喜び沸く王宮
ようやく本編に戻って参りました〜
「――思えば、わたくしたちが外でのいちゃいちゃをやめて、もう3年も経っているのね。驚いちゃうわ」
「そうだな」
「ねえヴィク、あなた、外で子供たちにデレデレしないと誓える?」
ヴィクトルは言葉に詰まった。
確証は――全くない。どちらに似た子供であっても、ひどくにやけてしまうような気がする。夫婦仲が冷え切っているのに、子供にはでろでろに甘いなど――違和感を抱く貴族は少なくないだろう。
「そろそろ潮時かもしれないわね」
「.......そう、だな」
ねえヴィク、とアンネリーゼはヴィクトルの頬に手を添える。
「よく、考えましょう。これからのことと――終わらせるべき、過去のことを」
「あぁ」
***
回廊を飛ぶように走っていたヨナスは、前方にカイを見つけ、思わず声をかけた。
「あ、カイ先輩!」
「お、ヨナス。走り回ってるな」
「はい……もうほんと忙しくて」
「そりゃあそうだ」
呵呵と先輩は笑う。
「何しろ、妃殿下のご懐妊がとうとう公になったからなぁ」
――王妃アンネリーゼの懐妊が公にされたのは、つい十日前。安定期である五ヶ月に入ってからのことであった。

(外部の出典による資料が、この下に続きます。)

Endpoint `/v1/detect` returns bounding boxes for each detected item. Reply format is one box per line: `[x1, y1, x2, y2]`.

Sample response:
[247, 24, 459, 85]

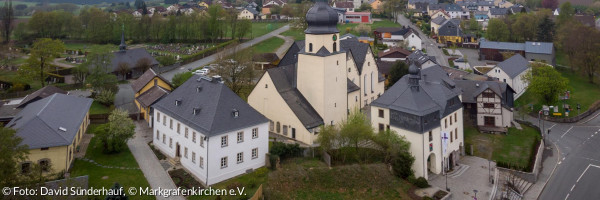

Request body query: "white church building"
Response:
[248, 0, 385, 145]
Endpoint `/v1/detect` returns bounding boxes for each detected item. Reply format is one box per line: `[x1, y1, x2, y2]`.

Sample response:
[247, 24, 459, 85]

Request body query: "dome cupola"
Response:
[304, 0, 340, 34]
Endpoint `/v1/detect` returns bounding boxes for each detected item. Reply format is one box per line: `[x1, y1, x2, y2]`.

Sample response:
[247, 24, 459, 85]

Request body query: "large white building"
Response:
[152, 76, 269, 185]
[248, 1, 384, 145]
[486, 54, 531, 99]
[371, 64, 464, 178]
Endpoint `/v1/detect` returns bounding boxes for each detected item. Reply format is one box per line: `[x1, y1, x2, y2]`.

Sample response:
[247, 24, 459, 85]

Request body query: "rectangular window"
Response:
[238, 131, 244, 143]
[183, 147, 187, 158]
[221, 136, 227, 147]
[252, 128, 258, 139]
[237, 152, 244, 163]
[252, 148, 258, 159]
[198, 156, 204, 169]
[221, 156, 227, 169]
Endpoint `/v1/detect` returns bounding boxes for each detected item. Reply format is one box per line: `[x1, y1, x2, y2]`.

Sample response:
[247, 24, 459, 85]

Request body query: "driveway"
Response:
[161, 25, 290, 80]
[398, 14, 449, 66]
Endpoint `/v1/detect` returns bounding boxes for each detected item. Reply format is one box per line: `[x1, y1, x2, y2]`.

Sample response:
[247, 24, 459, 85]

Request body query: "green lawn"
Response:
[264, 158, 411, 199]
[65, 43, 119, 53]
[465, 124, 541, 170]
[90, 101, 111, 115]
[252, 37, 285, 53]
[515, 67, 600, 117]
[71, 138, 155, 199]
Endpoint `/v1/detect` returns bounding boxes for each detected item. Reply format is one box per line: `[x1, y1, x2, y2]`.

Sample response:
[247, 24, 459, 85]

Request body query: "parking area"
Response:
[429, 156, 495, 199]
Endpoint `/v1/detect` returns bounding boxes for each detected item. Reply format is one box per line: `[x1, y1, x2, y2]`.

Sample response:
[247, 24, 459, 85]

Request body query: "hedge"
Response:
[182, 40, 238, 64]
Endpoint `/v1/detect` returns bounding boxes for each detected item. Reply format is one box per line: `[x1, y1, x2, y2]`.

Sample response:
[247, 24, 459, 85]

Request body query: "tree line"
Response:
[13, 5, 252, 43]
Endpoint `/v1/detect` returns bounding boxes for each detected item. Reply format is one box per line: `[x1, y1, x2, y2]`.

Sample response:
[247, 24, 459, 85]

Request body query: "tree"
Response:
[0, 0, 15, 44]
[215, 44, 256, 96]
[20, 38, 65, 87]
[0, 127, 29, 186]
[96, 109, 135, 153]
[542, 0, 558, 10]
[522, 63, 569, 105]
[537, 16, 556, 42]
[485, 18, 510, 41]
[388, 61, 408, 88]
[171, 72, 194, 88]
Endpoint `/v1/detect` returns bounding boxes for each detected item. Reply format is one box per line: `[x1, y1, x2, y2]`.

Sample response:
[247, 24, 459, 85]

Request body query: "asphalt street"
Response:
[398, 14, 449, 66]
[161, 25, 290, 80]
[538, 111, 600, 200]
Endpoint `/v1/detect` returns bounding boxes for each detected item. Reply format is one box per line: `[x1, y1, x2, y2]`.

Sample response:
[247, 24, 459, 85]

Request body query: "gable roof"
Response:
[266, 65, 324, 129]
[6, 93, 93, 149]
[488, 54, 529, 78]
[17, 85, 68, 108]
[525, 42, 554, 54]
[131, 68, 171, 92]
[152, 75, 268, 137]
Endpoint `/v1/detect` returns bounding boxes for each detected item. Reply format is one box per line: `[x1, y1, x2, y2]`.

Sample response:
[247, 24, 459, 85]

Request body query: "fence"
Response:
[250, 184, 263, 200]
[530, 100, 600, 123]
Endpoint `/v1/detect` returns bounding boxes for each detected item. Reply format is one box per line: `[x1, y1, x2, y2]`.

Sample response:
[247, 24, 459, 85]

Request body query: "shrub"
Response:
[412, 177, 429, 188]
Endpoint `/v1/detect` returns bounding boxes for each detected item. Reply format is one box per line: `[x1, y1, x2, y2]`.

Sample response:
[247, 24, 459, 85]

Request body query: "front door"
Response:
[483, 117, 496, 126]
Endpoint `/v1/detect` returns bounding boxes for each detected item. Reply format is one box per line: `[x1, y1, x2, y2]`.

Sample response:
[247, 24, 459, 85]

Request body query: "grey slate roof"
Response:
[109, 48, 159, 72]
[490, 8, 508, 15]
[497, 54, 529, 78]
[340, 38, 369, 73]
[372, 66, 461, 119]
[152, 75, 268, 137]
[431, 16, 446, 25]
[348, 79, 360, 93]
[266, 65, 324, 129]
[525, 42, 554, 54]
[6, 93, 93, 149]
[17, 85, 68, 108]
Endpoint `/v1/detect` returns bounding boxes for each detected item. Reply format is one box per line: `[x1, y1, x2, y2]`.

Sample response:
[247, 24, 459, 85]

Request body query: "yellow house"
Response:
[131, 69, 173, 125]
[6, 93, 93, 174]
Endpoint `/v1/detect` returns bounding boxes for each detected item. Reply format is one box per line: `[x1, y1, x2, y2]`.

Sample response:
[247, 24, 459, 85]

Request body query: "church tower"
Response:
[296, 0, 348, 124]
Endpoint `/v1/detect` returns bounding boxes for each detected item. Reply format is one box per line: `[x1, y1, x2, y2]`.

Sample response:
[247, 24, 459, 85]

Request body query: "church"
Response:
[248, 0, 385, 146]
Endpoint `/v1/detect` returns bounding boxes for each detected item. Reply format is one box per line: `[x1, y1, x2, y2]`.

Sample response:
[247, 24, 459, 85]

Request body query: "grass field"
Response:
[71, 138, 155, 199]
[252, 37, 285, 53]
[465, 124, 541, 170]
[515, 67, 600, 117]
[265, 158, 411, 199]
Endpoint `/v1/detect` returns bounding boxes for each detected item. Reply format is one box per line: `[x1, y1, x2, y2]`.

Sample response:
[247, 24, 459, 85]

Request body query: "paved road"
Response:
[398, 14, 449, 66]
[127, 121, 185, 200]
[162, 25, 290, 80]
[538, 111, 600, 200]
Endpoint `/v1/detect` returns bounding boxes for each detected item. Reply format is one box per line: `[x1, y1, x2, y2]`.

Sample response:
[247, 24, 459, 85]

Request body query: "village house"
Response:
[152, 75, 269, 186]
[373, 27, 423, 51]
[454, 80, 515, 133]
[479, 40, 556, 65]
[370, 64, 464, 179]
[6, 93, 93, 174]
[486, 54, 531, 99]
[248, 0, 384, 146]
[131, 69, 173, 127]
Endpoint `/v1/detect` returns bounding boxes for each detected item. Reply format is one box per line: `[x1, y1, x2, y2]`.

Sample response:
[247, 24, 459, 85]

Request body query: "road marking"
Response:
[560, 126, 573, 138]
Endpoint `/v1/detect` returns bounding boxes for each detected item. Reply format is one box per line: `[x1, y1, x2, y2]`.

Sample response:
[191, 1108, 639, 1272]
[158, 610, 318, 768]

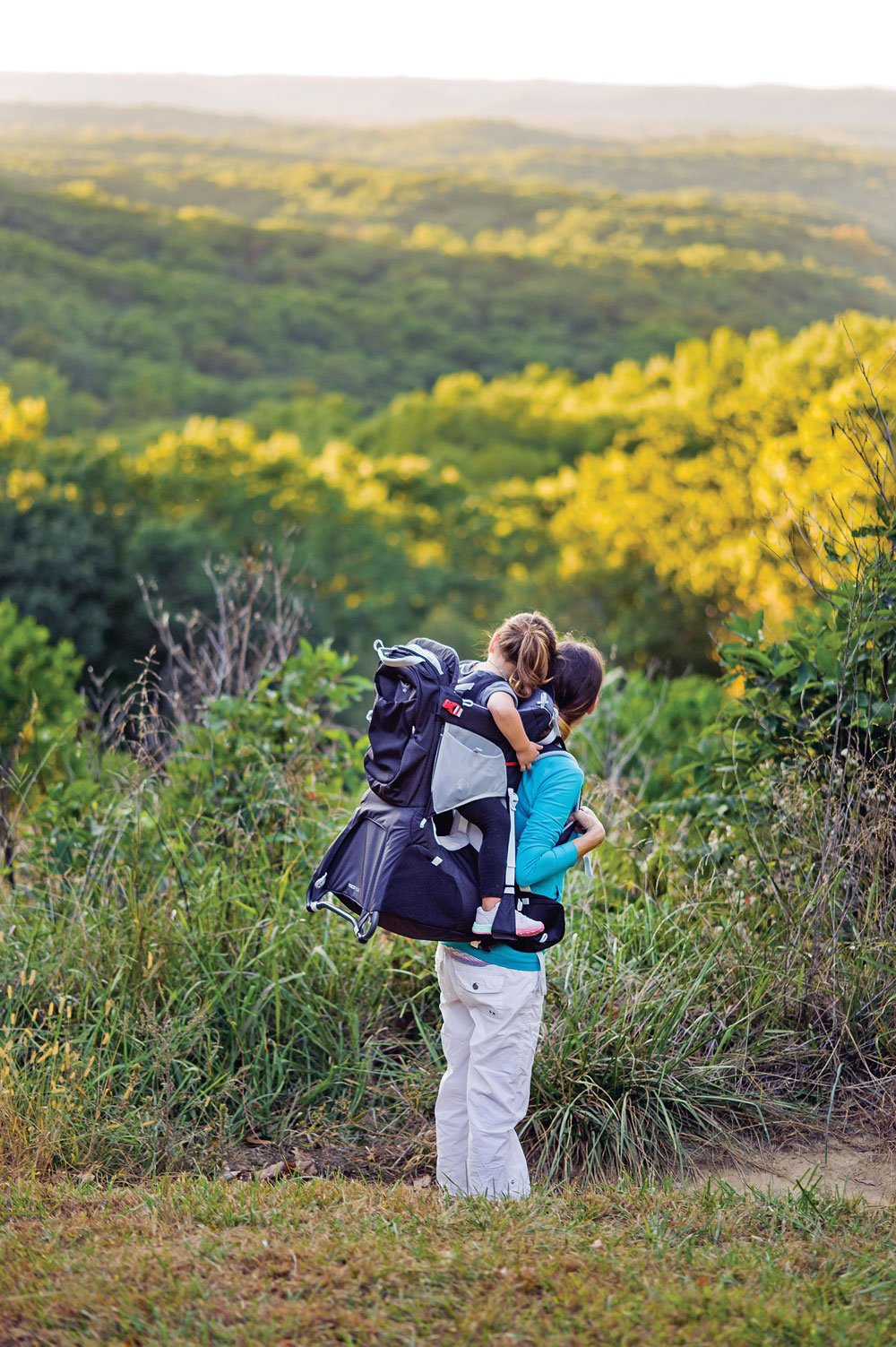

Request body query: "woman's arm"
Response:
[516, 771, 584, 887]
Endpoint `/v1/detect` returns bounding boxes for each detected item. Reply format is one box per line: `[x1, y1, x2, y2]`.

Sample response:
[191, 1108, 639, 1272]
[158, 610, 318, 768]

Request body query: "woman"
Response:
[435, 641, 605, 1197]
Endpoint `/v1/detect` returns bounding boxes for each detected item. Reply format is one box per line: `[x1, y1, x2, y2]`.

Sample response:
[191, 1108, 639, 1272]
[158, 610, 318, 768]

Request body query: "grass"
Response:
[0, 1178, 896, 1347]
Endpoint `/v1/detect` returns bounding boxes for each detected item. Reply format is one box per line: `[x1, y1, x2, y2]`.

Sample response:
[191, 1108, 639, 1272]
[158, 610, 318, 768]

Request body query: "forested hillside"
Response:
[0, 109, 896, 670]
[0, 128, 896, 431]
[0, 314, 896, 670]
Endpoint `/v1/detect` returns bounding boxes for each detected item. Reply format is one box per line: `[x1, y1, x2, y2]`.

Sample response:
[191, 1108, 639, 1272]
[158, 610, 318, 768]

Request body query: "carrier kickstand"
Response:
[306, 899, 380, 945]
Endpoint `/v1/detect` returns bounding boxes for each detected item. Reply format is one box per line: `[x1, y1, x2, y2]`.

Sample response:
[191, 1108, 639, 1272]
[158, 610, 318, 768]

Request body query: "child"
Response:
[458, 613, 556, 937]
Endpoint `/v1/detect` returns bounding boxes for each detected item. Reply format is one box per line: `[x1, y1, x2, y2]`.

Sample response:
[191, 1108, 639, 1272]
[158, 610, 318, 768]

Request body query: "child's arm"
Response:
[487, 693, 542, 772]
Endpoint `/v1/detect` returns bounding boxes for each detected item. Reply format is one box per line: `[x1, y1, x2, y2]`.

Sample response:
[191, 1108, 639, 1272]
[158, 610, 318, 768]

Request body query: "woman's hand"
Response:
[573, 807, 607, 858]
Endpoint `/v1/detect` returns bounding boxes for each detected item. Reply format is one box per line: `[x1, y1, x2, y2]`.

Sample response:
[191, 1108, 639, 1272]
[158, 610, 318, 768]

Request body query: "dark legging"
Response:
[458, 799, 511, 902]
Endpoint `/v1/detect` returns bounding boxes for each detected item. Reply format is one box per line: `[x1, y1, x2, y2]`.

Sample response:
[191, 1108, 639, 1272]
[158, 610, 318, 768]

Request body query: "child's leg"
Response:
[460, 798, 545, 937]
[460, 799, 511, 912]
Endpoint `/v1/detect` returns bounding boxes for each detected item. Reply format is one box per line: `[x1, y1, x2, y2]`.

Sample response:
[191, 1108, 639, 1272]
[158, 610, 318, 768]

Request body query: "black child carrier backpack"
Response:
[307, 637, 569, 951]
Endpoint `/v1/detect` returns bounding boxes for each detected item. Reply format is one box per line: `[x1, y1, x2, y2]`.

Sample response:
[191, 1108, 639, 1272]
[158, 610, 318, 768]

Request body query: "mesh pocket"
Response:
[433, 725, 506, 814]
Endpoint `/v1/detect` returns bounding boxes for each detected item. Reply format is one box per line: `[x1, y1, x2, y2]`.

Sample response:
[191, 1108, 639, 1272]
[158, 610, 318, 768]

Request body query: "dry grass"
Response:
[0, 1179, 896, 1347]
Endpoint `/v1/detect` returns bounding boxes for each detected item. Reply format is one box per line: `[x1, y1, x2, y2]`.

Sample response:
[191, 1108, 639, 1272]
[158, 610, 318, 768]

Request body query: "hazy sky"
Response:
[6, 0, 896, 89]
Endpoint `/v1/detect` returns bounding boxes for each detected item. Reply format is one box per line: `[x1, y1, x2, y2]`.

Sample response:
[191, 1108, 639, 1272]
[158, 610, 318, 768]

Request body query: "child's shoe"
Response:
[473, 907, 545, 939]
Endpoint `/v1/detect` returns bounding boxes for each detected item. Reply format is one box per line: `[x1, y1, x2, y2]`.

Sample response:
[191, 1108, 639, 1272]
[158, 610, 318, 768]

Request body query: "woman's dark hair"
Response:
[551, 640, 604, 739]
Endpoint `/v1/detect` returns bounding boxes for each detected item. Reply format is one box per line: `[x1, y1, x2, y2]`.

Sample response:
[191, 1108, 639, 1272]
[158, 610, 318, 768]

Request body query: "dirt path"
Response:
[699, 1135, 896, 1207]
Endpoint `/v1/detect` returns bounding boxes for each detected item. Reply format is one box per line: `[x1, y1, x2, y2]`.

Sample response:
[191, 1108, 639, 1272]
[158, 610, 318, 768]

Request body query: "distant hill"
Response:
[0, 74, 896, 147]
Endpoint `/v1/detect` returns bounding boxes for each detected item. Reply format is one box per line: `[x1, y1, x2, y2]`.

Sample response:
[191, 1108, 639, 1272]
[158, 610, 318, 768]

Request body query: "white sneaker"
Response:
[473, 908, 545, 937]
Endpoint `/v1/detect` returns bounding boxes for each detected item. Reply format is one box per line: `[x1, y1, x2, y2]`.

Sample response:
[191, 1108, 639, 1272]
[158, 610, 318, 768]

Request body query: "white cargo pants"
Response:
[435, 945, 546, 1197]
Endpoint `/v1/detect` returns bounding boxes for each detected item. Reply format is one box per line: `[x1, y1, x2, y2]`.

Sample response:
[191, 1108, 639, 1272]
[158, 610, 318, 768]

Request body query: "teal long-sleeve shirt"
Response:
[446, 753, 583, 971]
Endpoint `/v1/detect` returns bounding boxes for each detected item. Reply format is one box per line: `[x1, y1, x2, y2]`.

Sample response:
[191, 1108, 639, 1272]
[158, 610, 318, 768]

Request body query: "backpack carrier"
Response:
[306, 637, 572, 951]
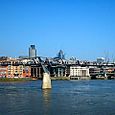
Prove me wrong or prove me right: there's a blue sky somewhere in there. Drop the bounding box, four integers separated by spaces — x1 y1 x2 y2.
0 0 115 60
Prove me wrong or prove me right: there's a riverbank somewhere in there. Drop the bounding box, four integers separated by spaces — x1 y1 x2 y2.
51 77 70 80
0 78 37 82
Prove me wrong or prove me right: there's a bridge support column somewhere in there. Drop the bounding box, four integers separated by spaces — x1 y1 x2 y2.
42 73 51 89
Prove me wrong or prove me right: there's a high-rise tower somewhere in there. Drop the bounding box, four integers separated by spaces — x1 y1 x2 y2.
29 45 37 58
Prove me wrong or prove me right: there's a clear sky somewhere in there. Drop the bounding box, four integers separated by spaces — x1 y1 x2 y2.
0 0 115 60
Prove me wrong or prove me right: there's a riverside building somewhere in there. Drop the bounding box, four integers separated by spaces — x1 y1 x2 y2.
29 45 37 58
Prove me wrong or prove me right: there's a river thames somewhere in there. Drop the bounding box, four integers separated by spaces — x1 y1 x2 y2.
0 80 115 115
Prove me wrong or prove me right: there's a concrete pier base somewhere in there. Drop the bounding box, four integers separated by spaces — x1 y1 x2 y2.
42 73 52 89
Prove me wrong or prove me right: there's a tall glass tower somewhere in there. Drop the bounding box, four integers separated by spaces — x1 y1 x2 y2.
29 45 37 58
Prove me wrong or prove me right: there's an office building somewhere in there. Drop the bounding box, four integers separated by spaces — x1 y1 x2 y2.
29 45 37 58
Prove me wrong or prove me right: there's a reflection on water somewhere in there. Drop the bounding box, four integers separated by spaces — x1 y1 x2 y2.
0 80 115 115
42 89 51 115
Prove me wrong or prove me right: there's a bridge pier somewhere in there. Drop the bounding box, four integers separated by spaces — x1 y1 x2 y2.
42 73 52 89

公にする前は、悪阻を悟られぬようにと侍従たちが奮闘し、公にした後は謁見やらお祝いやらの対処に追われている。仕事の量は以前の比ではないが、それでもヨナスたち侍従は、我が事のように王妃の懐妊を喜んだ。
「で、この後の予定は?」
「陛下に書類をお渡しして、謁見の申し込みを処理して、あと、近く慰問に行かれるご予定ですから、馬と護衛の手配と警備の再確認を……」
「山積みだなぁ」
「先輩だってそうでしょう?」
「まぁなっ! ま、ここが俺たちの踏ん張りどころだ」
カイは凛々しい顔で前を向く。
「妃殿下がご出産されるまで、その安全は何においても優先される。万一にも危険を持ち込まないこと――それが俺たち侍従の役目だからな」
「っ、はい!」
「相変わらず声がでかいっつーの」
「う、すみません」
ヨナスは首を竦めた。なはは、とカイは笑う。
「さ、行くぞ。仕事が俺たちを待ってる」
「可愛い女の子に待っていてもらいたいです……」
「はっはっは、独り身には夢のまた夢だなぁ!」
「悲しいことを言わないでくださいよ〜!」
***
「……懐妊、ですって?」
「は、はい……」
ダンッ、と王太后は机に拳を打ちつける。
「なぜもっと早く気付かなかったのです! 公にされるまで悟れぬとは何事ですか!」
「申し訳ありません……!」
マルコは頭を下げた。今回の懐妊の報は、マルコを含め、多くの貴族にとって寝耳に水であった。すでに安定期に入っていると聞いた時には、誤報を疑ったくらいだ。
ぎり、と王太后が歯を噛み締める音が聞こえる。
「グレーデンの王女が……あの国の女が、陛下の子を産むですって?」
許せない、と呟いた声は、空耳であったのかどうか。
「キヴィランタ侍従」
「は」
「あなたは、あたくしに忠誠を誓っていますね?」
「……はい」
反同盟派であるマルコは、正直なところ、講和を進める国王夫妻よりも、王太后に思想が近い。だからこそ、侍従として働く先として、ここを選んだ。
――けれどそれは、本当に正しいのだろうか。
父と乳兄弟を殺したグレーデン。恨めしく、憎らしい元敵国。憎んでいる時は、苦しみも悲しみも忘れられた。
だというのに。
――策を立てたのは、我が国の公爵閣下だ。
随分前から、あの言葉が胸に刺さって抜けない。身動きが、できない。
「ならば――やるべきことは、分かりますね?」
ひどく甘く、耳に纏わりつくような声音だった。
マルコは顔を上げそうになったのを、なんとか堪えた。
「……全ては、王太后殿下の仰せのままに」
七夕ですね〜皆さんは何かお願い事しましたか? 私は億万長者になりたいです。